On Wednesday, Board of Regents general counsel John Yeary was appointed to serve as interim president of the board after Flanders’ retirement July 31. Before bringing his legal skills to the Board of Regents in 2022, Yeary was an attorney at three state agencies.

“We look forward to working with him in this role while we continue to conduct the search for the next permanent president of the board,” said Blake Benson, chairman of the Board of Regents.

Flanders graduated from Colby Community College before earning K-State undergraduate and graduate degrees in agriculture and a doctorate in education. He taught at Butler Community College and Manhattan Area Technical College prior to working his way up the hierarchy at Board of Regents’ headquarters.

“It’s been the honor of my life,” Flanders said. “It’s been great to have really created some long-lasting friendships while in this position and getting to serve Kansans.”

Flanders said state-funded financial aid for students had nearly quadrupled and the on-time graduation rate for the university system had climbed nine percentage points in the past five years. In addition, starting wages for graduates from the Kansas system increased by 29%.

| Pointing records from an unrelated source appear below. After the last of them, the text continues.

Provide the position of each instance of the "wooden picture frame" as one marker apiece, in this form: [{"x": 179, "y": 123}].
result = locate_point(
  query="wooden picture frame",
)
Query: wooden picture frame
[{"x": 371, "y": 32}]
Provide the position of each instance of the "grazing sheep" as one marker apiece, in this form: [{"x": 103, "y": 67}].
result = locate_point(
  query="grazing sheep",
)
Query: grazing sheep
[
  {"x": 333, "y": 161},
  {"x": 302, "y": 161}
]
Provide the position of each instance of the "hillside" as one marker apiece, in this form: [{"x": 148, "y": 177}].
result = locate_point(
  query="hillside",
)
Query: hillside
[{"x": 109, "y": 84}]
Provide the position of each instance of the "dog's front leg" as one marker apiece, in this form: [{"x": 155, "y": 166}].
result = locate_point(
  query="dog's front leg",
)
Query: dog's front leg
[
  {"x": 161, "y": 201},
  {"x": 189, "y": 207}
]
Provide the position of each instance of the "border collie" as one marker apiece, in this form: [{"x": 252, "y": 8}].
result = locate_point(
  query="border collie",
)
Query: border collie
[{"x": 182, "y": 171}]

He marveled at the influence of a state law signed by Gov. Sam Brownback providing millions of dollars in support for thousands of high school students eager to enroll in college-level technical education courses.

The higher education system voluntarily adopted a core general education curriculum and embraced raised economic development expectations for universities, Flanders said. Job growth driven by universities was important, he said, because those activities also benefitted Kansans who never stepped foot in a college classroom.

“Our institutions have engaged in economic growth, meaning they’ve recruited capital to Kansas, employees to Kansas and business to Kansas. I’m telling you that would not have happened without our talent pipeline. We still have a lot of work to do,” he said.

The nine-member Board of Regents serves as the governing board for six state universities and as the coordinating board for the state’s 32 universities, community colleges and technical colleges.